Center for Sensory-Motor Interaction, Department of Health Science and Technology, Aalborg University, Aalborg DK-9220, Denmark.
IEEE Trans Neural Syst Rehabil Eng. 2012 May;20(3):371-8. doi: 10.1109/TNSRE.2011.2178039. Epub 2011 Dec 13.
This paper proposes and tests on able-bodied subjects a control strategy that can be practically applied in unilateral transradial amputees for simultaneous and proportional control of multiple degrees-of-freedom (DOFs). We used artificial neural networks to estimate kinematics of the complex wrist/hand from high-density surface electromyography (EMG) signals of the contralateral limb during mirrored bilateral movements in free space. The movements tested involved the concurrent activation of wrist flexion/extension, radial/ulnar deviation, forearm pronation/supination, and hand closing. The accuracy in estimation was in the range 79%-88% (r(2) index) for the four DOFs in six able-bodied subjects. Moreover, the estimation of the pronation/supination angle (wrist rotation) was influenced by the reduction in the number of EMG channels used for the estimation to a greater extent than the other DOFs. In conclusion, the proposed method and set-up provide a viable means for proportional and simultaneous control of multiple DOFs for hand prostheses.
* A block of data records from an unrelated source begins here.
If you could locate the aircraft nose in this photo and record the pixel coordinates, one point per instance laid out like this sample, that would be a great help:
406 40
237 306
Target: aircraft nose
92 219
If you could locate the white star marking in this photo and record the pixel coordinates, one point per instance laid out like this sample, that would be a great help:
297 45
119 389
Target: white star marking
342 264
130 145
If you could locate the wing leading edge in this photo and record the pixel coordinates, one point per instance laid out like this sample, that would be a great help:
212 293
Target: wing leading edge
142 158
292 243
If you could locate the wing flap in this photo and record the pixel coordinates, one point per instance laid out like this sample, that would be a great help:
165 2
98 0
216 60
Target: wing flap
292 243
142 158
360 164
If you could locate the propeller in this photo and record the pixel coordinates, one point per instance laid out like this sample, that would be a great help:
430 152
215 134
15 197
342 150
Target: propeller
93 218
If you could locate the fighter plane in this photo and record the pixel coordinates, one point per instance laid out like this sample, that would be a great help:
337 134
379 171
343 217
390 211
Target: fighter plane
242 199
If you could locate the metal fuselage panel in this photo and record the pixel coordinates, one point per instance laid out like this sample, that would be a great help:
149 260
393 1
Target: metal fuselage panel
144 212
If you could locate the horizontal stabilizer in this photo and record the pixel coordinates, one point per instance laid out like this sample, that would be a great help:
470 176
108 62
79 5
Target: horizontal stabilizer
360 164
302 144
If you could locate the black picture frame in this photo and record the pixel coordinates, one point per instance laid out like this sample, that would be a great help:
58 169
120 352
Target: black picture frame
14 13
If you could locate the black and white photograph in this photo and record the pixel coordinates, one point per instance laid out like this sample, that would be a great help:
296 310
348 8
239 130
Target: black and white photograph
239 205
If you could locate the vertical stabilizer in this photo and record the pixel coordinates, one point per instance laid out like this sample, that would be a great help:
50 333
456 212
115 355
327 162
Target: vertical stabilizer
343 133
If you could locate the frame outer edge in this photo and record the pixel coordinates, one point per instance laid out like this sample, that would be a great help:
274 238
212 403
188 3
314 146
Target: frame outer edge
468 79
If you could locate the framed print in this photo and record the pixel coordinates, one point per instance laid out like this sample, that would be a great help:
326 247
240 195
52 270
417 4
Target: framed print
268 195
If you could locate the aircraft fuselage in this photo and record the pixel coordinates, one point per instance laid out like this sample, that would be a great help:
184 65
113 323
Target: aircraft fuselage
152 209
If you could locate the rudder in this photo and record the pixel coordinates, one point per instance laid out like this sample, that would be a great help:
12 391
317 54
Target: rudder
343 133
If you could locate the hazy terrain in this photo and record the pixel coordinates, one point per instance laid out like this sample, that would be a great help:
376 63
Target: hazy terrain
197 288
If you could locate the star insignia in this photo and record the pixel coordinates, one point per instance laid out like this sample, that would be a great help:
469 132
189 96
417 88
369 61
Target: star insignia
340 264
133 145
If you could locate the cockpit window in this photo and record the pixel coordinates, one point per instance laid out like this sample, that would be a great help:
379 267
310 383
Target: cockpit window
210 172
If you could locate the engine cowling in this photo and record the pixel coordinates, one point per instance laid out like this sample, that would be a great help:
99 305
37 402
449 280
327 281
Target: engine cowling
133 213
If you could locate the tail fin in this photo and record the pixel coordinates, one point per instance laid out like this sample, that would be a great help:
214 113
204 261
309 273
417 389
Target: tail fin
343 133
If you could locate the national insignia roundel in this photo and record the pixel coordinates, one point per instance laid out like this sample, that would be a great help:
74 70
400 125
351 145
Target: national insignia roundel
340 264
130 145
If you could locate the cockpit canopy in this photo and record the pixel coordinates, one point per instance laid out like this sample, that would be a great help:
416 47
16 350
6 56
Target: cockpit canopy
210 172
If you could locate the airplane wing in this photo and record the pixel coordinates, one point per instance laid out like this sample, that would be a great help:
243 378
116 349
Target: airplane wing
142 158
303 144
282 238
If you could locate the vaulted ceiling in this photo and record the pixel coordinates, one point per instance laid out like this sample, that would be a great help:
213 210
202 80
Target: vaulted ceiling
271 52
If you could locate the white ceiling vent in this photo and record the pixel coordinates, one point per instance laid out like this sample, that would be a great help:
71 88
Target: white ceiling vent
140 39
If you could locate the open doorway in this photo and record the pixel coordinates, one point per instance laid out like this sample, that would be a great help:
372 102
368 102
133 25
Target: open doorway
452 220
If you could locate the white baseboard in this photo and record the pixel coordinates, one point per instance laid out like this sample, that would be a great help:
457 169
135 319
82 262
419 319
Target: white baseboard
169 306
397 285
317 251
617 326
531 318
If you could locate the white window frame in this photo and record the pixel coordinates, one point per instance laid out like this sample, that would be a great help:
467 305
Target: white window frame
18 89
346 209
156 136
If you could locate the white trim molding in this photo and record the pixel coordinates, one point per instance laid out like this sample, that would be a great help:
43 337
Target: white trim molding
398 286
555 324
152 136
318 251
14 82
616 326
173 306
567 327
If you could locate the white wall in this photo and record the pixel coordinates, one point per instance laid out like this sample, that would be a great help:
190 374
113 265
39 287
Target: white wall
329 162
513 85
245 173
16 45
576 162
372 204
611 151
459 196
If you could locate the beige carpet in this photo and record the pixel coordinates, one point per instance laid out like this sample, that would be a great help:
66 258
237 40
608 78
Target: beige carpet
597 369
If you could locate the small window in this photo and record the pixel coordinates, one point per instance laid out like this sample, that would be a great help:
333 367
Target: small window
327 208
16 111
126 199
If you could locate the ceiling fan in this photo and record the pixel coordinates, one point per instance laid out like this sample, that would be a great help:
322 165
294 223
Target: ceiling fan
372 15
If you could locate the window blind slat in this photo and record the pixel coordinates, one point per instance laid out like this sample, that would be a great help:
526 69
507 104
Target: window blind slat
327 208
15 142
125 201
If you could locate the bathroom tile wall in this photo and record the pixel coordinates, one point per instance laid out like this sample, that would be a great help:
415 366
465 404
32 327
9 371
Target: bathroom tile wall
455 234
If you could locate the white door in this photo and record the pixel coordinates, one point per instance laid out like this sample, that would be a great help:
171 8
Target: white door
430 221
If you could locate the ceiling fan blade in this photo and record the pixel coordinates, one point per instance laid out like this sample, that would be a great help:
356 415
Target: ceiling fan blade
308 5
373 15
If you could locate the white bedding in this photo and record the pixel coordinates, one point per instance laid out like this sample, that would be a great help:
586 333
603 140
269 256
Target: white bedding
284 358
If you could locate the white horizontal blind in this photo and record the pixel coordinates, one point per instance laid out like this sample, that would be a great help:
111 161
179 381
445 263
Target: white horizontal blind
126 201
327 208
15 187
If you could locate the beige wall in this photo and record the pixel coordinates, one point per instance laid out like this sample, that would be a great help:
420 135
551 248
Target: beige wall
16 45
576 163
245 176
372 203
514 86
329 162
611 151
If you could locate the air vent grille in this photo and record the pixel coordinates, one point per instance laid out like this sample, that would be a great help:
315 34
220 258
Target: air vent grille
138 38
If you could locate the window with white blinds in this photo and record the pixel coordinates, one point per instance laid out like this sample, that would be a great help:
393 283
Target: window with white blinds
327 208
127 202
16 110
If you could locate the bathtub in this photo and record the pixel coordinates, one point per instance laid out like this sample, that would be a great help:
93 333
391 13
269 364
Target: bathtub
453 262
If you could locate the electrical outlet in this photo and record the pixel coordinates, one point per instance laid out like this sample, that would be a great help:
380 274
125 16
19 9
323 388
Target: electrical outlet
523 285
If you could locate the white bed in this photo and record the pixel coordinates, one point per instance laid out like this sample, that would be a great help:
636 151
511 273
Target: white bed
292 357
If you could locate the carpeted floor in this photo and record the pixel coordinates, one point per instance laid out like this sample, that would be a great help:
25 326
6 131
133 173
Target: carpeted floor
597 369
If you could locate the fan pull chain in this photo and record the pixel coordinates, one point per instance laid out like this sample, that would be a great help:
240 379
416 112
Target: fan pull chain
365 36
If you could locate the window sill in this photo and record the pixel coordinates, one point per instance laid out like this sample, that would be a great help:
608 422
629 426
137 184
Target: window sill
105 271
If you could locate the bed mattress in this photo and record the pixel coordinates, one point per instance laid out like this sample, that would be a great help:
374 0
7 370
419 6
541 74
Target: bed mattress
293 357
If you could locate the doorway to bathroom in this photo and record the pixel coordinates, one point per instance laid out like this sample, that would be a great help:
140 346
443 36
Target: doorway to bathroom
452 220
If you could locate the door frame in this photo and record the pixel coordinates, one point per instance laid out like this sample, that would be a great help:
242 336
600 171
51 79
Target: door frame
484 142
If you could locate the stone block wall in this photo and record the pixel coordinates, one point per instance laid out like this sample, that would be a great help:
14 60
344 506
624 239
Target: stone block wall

本文提出并在健全受试者身上测试了一种控制策略,该策略可实际应用于单侧桡骨截肢者,以实现多个自由度(DOF)的同时和比例控制。我们使用人工神经网络来估计复杂的腕/手的运动学,方法是从对侧肢体在自由空间中镜像双侧运动时的高密度表面肌电图(EMG)信号中进行估计。测试的运动涉及腕关节屈伸、桡骨/尺骨偏斜、前臂旋前/旋后和手闭合的同时激活。在六个健康受试者中,四个 DOF 的估计准确性在 79%-88%(r(2)指数)范围内。此外,用于估计的 EMG 通道数量的减少对手部旋转(腕关节旋转)的估计影响大于其他 DOF。总之,所提出的方法和设置为手部假肢的多自由度的比例和同步控制提供了一种可行的手段。